U.S. educated Admiral Yamamoto who commanded the assault on Pearl Harbor was lucid that unless the assault incapacitated the US Navy, getting Uncle Sam into the World War would not do well for Japan. It thus came to pass that the “sneak attack” on Oahu got the expansionists of America to prevail against their isolationist compatriots to gear up for “life, liberty and democracy.”
Imperial Japan’s overextended forces in the Pacific, KMT’s hold on China, resistance in the Philippines and Malaya, and the resurgent Allies at the periphery, made Nippon’s war machine one hell of an operation. The reluctant Admiral Yamamoto would not live to see the reality of his heartache as his plane was ambushed in Bougainville after the US broke Nippon’s code.
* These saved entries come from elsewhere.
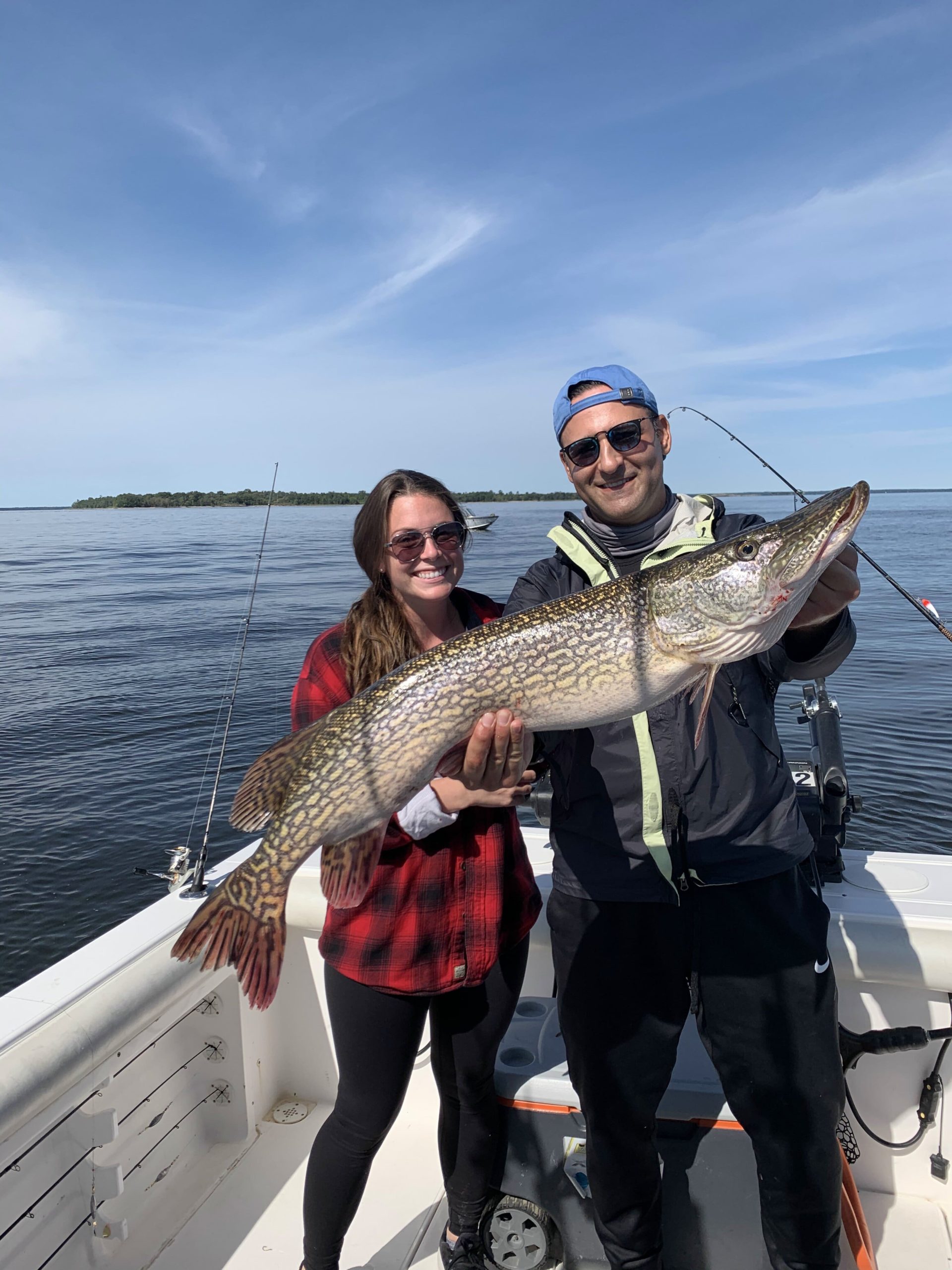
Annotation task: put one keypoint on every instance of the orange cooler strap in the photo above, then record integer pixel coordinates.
(855, 1222)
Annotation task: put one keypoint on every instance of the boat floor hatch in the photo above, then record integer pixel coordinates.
(711, 1205)
(253, 1218)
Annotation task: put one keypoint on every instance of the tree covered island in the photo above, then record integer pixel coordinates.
(291, 498)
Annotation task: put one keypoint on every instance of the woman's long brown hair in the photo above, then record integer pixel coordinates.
(377, 636)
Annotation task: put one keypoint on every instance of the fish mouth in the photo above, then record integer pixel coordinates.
(849, 517)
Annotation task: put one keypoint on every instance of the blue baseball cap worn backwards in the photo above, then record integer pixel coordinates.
(624, 386)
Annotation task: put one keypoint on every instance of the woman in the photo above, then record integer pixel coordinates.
(443, 930)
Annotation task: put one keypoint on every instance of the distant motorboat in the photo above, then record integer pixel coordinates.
(479, 522)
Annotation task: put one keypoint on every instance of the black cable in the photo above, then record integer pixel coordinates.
(884, 1142)
(932, 1091)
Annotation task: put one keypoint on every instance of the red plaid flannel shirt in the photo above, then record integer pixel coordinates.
(440, 911)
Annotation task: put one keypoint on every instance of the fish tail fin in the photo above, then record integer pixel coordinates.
(237, 929)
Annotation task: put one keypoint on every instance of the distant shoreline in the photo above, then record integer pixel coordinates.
(136, 502)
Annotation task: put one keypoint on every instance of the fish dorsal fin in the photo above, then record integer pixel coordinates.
(706, 702)
(266, 784)
(347, 868)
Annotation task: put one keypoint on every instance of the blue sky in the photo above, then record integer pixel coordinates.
(365, 234)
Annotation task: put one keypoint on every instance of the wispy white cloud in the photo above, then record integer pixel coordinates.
(31, 330)
(735, 76)
(249, 162)
(844, 273)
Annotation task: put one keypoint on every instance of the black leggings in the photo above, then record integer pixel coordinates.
(376, 1038)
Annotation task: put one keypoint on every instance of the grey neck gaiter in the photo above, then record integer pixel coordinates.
(622, 541)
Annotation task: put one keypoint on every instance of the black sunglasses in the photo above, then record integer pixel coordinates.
(408, 545)
(622, 437)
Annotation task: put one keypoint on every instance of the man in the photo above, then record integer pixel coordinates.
(676, 877)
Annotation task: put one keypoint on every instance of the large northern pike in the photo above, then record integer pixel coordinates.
(602, 654)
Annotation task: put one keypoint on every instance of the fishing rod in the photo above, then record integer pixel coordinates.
(799, 493)
(197, 887)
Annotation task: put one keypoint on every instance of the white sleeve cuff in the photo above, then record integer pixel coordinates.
(424, 815)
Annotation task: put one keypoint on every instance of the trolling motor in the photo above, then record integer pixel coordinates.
(822, 785)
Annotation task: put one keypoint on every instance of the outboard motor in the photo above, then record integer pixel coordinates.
(823, 789)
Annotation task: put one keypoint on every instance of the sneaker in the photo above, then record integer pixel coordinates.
(466, 1254)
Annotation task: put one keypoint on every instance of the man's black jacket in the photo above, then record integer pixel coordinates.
(729, 807)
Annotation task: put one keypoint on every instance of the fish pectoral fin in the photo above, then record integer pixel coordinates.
(706, 702)
(348, 867)
(267, 780)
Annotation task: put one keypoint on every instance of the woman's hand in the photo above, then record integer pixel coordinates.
(455, 795)
(497, 754)
(493, 769)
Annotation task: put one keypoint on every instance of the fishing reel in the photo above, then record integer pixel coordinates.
(821, 781)
(177, 873)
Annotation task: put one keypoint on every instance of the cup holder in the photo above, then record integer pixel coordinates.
(531, 1010)
(517, 1057)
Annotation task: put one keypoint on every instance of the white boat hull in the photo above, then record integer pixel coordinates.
(176, 1081)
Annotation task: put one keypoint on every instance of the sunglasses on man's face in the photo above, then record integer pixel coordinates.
(408, 545)
(622, 437)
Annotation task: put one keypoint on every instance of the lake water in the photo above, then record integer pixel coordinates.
(119, 629)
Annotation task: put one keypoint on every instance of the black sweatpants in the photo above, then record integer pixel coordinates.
(376, 1038)
(751, 959)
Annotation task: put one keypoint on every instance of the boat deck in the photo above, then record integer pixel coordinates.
(399, 1223)
(404, 1210)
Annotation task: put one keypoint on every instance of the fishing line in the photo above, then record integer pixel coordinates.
(799, 493)
(197, 885)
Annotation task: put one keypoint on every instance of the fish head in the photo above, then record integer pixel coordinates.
(738, 597)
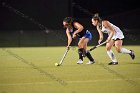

Japan slid back into its island fortress and ended up becoming the testing ground for America’s nuclear arsenal.
Expansionist America turned imperial after Breton Woods and found use of Nippon’s material production, its zaibatsu (Mitsubishi made the Zero) were kept intact to support the new thrust in Korea that turned it to America’s unofficial 51st State; Vietnam’s oil was denied by Ho Chi Minh, and US military presence in Pinas got wiped out by Pinatubo’s volcanic lahar.
Abe drumming up Japanese nationalism is in order. Time to put the mono-heartstrings of “a date which will live in infamy” to rest. China, Japan, the Koreas and East Pacific Asia (US West Coast) trace the same DNA. Time to salve the scars of war without forgetting history, and communally sing and dance.